[<prev] [next>] [<thread-prev] [thread-next>] [day] [month] [year] [list]
Message-ID: <063D6719AE5E284EB5DD2968C1650D6DB010FE38@AcuExch.aculab.com>
Date: Fri, 30 Sep 2016 13:49:56 +0000
From: David Laight <David.Laight@...LAB.COM>
To: 'Eric Nelson' <eric@...int.com>,
"netdev@...r.kernel.org" <netdev@...r.kernel.org>
CC: "linux@....linux.org.uk" <linux@....linux.org.uk>,
"andrew@...n.ch" <andrew@...n.ch>,
"fugang.duan@....com" <fugang.duan@....com>,
"otavio@...ystems.com.br" <otavio@...ystems.com.br>,
"edumazet@...gle.com" <edumazet@...gle.com>,
"troy.kisky@...ndarydevices.com" <troy.kisky@...ndarydevices.com>,
"davem@...emloft.net" <davem@...emloft.net>,
"u.kleine-koenig@...gutronix.de" <u.kleine-koenig@...gutronix.de>
Subject: RE: [PATCH 3/3] net: fec: align IP header in hardware
From: Eric Nelson
> Sent: 30 September 2016 14:27
> Thanks for the feedback David,
>
> On 09/29/2016 04:07 AM, David Laight wrote:
> > From: Eric Nelson
> >> Sent: 28 September 2016 18:15
> >> On 09/28/2016 09:42 AM, David Laight wrote:
> >>> From: Eric Nelson
> >>>> Sent: 26 September 2016 19:40
> >>>> Hi David,
> >>>>
> >>>> On 09/26/2016 02:26 AM, David Laight wrote:
> >>>>> From: Eric Nelson
> >>>>>> Sent: 24 September 2016 15:42
> >>>>>> The FEC receive accelerator (RACC) supports shifting the data payload of
> >>>>>> received packets by 16-bits, which aligns the payload (IP header) on a
> >>>>>> 4-byte boundary, which is, if not required, at least strongly suggested
> >>>>>> by the Linux networking layer.
> >>>>> ...
> >>>>>> + /* align IP header */
> >>>>>> + val |= FEC_RACC_SHIFT16;
> >>>>>
> >>>>> I can't help feeling that there needs to be corresponding
> >>>>> changes to increase the buffer size by 2 (maybe for large mtu)

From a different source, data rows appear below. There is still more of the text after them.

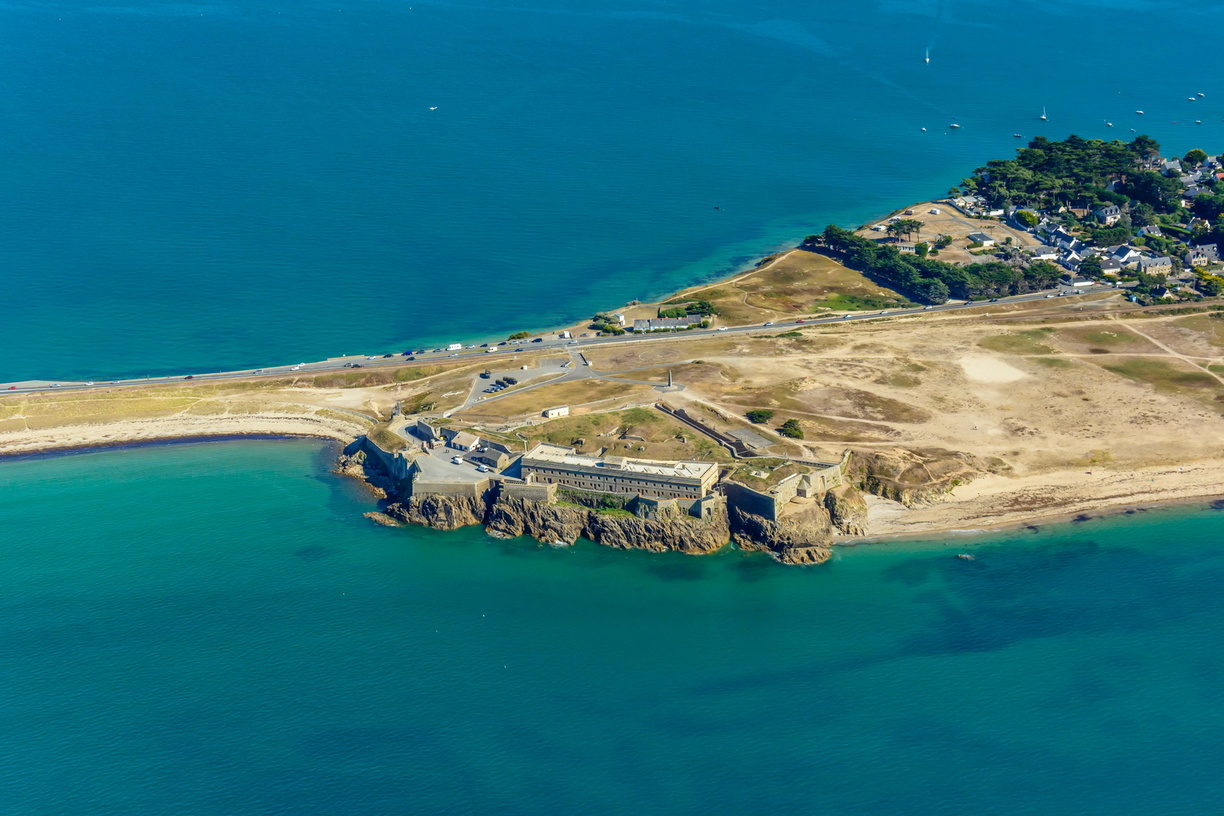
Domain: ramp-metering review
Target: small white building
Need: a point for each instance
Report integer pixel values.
(464, 441)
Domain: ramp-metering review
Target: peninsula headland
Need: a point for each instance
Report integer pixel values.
(1023, 349)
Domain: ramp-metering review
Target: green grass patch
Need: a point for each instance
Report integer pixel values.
(851, 302)
(1026, 343)
(1163, 376)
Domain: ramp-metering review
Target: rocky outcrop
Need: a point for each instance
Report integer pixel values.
(564, 524)
(798, 537)
(918, 476)
(356, 464)
(847, 510)
(552, 524)
(440, 511)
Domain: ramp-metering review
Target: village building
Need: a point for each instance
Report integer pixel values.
(666, 323)
(1109, 214)
(464, 441)
(1157, 264)
(547, 464)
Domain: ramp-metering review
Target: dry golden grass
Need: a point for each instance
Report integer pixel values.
(793, 284)
(574, 394)
(643, 432)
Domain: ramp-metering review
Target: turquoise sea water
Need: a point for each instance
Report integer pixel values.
(264, 182)
(214, 629)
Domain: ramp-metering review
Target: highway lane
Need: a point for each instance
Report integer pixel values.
(513, 348)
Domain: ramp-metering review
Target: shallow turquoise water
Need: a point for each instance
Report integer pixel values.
(214, 629)
(191, 187)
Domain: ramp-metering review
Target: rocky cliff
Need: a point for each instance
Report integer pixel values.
(564, 524)
(847, 510)
(440, 511)
(798, 537)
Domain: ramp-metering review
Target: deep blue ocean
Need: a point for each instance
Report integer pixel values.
(194, 187)
(213, 629)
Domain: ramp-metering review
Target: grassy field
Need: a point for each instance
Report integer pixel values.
(531, 403)
(633, 432)
(1169, 377)
(794, 284)
(1096, 339)
(50, 410)
(1022, 343)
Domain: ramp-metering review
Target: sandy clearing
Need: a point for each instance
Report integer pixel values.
(984, 368)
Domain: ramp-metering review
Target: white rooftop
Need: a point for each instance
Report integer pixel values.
(562, 455)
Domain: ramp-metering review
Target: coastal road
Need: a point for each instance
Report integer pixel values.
(512, 348)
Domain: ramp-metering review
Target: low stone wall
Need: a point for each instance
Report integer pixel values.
(395, 465)
(421, 488)
(546, 493)
(749, 500)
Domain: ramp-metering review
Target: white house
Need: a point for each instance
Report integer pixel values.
(464, 441)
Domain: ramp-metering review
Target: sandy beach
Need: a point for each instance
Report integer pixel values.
(181, 427)
(1000, 502)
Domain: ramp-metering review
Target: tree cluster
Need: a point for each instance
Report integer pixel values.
(928, 280)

> >>>>> and to discard two bytes from the frame length.
> >>>>>
> >>>>
> >>>> In the normal case, the fec driver over-allocates all receive packets to
> >>>> be of size FEC_ENET_RX_FRSIZE (2048) minus the value of rx_align,
> >>>> which is either 0x0f (ARM) or 0x03 (PPC).
> >>>>
> >>>> If the frame length is less than rx_copybreak (typically 256), then
> >>>> the frame length from the receive buffer descriptor is used to
> >>>> control the allocation size for a copied buffer, and this will include
> >>>> the two bytes of padding if RACC_SHIFT16 is set.
> >>>>
> >>>>> If probably ought to be predicated on NET_IP_ALIGN as well.
> >>>>>
> >>>> Can you elaborate?
> >>>
> >>> From reading this it seems that the effect of FEC_RACC_SHIFT16 is to
> >>> add two bytes of 'junk' to the start of every receive frame.
> >>>
> >>
> >> That's right. Two bytes of junk between the MAC header and the
> >> IP header.
> >>
> >>> In the 'copybreak' case the new skb would need to be 2 bytes shorter
> >>> than the length reported by the hardware, and the data copied from
> >>> 2 bytes into the dma buffer.
> >>>
> >>
> >> As it stands, the skb allocated by the copybreak routine will include
> >> the two bytes of padding, and the call to skb_pull_inline will ignore
> >> them.
> >
> > Ok, I didn't see that call being added by this patch.
> >
> >>> The extra 2 bytes also mean the that maximum mtu that can be received
> >>> into a buffer is two bytes less.
> >>>
> >>
> >> Right, but I think the max is already high enough that this isn't a
> >> problem.
> >>
> >>> If someone sets the mtu to (say) 9k for jumbo frames this might matter.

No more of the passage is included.